Rochelle Walensky, director of the Centers for Disease Control and Prevention (CDC), on Friday signed CDC’s Advisory Committee on Immunization Practices’ (ACIP) recommendation for certain individuals to receive another dose of the two-dose mRNA vaccines.
According to the release, the CDC is recommending those with “moderately to severely compromised immune systems” get an additional shot after the completion of the two-dose Pfizer or Moderna series. The move coincides with the Food and Drug Administration (FDA) ruling that “transplant recipients and other similarly immune-compromised patients can get a third dose of either the Pfizer or Moderna vaccine.”
“Today’s action allows doctors to boost immunity in certain immunocompromised individuals who need extra protection from COVID-19,” the FDA’s acting commissioner Dr. Janet Woodcock said in a statement.

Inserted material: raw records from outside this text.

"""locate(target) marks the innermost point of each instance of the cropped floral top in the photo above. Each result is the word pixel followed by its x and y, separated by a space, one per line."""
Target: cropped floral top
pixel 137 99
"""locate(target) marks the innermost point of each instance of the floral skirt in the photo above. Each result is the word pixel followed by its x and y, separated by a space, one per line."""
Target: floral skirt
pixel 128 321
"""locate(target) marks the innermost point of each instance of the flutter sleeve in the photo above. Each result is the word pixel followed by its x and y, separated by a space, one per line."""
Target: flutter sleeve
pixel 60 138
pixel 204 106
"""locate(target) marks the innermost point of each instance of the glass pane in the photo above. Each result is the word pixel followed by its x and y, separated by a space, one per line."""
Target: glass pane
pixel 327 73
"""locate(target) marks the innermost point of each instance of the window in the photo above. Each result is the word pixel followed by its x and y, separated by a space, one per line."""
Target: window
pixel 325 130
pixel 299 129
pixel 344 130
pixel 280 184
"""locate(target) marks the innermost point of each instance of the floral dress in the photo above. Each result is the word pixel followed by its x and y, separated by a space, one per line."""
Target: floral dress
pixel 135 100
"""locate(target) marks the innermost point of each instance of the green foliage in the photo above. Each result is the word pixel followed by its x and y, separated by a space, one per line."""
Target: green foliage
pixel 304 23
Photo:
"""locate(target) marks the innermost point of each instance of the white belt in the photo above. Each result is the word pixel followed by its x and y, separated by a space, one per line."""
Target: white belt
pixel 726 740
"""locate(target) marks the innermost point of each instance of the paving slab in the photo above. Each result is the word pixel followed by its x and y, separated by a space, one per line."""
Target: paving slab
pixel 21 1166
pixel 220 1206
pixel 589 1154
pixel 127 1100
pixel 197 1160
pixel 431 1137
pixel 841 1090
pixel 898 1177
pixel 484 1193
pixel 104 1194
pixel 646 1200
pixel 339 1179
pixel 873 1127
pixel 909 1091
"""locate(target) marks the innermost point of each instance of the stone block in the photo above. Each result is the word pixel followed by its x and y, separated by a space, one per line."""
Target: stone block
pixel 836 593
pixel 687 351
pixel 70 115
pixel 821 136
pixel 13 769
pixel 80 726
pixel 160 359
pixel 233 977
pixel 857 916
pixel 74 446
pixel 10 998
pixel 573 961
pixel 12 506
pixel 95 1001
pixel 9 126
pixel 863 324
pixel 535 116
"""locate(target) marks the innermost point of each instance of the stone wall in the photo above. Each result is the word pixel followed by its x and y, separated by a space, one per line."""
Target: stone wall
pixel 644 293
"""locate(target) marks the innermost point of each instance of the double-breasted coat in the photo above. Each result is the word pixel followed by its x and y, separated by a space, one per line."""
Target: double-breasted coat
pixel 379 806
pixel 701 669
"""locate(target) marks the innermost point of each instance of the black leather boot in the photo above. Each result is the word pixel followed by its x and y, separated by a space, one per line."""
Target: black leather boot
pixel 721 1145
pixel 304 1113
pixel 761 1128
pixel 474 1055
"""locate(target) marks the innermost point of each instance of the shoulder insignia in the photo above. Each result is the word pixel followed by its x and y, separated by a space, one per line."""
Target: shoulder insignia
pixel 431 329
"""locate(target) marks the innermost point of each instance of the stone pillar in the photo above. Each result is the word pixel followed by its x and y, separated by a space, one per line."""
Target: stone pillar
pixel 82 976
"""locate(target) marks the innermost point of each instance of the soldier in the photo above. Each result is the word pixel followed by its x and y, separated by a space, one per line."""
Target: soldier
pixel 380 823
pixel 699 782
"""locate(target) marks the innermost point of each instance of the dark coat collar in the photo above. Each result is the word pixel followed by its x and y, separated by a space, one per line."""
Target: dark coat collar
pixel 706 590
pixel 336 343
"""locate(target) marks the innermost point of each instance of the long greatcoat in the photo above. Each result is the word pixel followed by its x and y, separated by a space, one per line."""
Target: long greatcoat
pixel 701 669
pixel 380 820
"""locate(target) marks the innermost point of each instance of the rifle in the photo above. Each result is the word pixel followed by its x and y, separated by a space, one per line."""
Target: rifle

Walensky’s release estimates the percentage of immunocompromised people to comprise roughly three percent of the U.S. adult population. It also cites “small” studies suggesting that immunocompromised people have accounted for 40 to 44 percent of breakthrough cases requiring hospitalization:
At a time when the #DeltaVariant is surging, an additional vaccine dose for some people with weakened immune systems could help prevent serious and possibly life-threatening #COVID19 cases within this population. Learn more: https://t.co/ra0JGwit8W https://t.co/ugOgsGyHhi
— Rochelle Walensky, MD, MPH (@CDCDirector) August 13, 2021
Per Walensky’s release:
While people who are immunocompromised make up about 3% of the U.S. adult population, they are especially vulnerable to COVID-19 because they are more at risk of serious, prolonged illness. Included in CDC’s recommendation are people with a range of conditions, such as recipients of organ or stem cell transplants, people with advanced or untreated HIV infection, active recipients of treatment for cancer, people who are taking some medications that weaken the immune system, and others. A full list of conditions can be found on CDC’s website. The additional dose of an mRNA COVID-19 vaccine should be the same vaccine as the initial series and administered at least four weeks after completing a primary mRNA COVID-19 vaccine series. While vaccination is likely to increase protection in this population, even after vaccination, people who are immunocompromised should continue follow current prevention measures (including wearing a mask, staying 6 feet apart from others they do not live with, and avoiding crowds and poorly ventilated indoor spaces) to protect themselves and those around them against COVID-19 until advised otherwise by their healthcare provider. CDC does not recommend additional doses or booster shots for any other population at this time.
“At a time when the Delta variant is surging, an additional vaccine dose for some people with weakened immune systems could help prevent serious and possibly life-threatening COVID-19 cases within this population,” Walensky added.
This is not the first time officials have floated additional doses of the two-dose vaccine series. Last month, Pfizer representatives met with top U.S. health officials to outline plans to request federal authorization for an additional dose of its vaccine. Months prior to that, Pfizer CEO Albert Bourla said it was like a third shot would be needed for fully vaccinated people.
“Every year, you need to go to get your flu vaccine,” Bourla said at the time. “It’s going to be the same with COVID. In a year, you will have to go and get your annual shot for COVID to be protected.”
Dr. Anthony Fauci followed suit, suggesting a third jab is “likely.”
“We know that the vaccine durability of the efficacy lasts at least six months, and likely considerably more, but I think we will almost certainly require a booster sometime within a year or so after getting the primary,” Fauci said.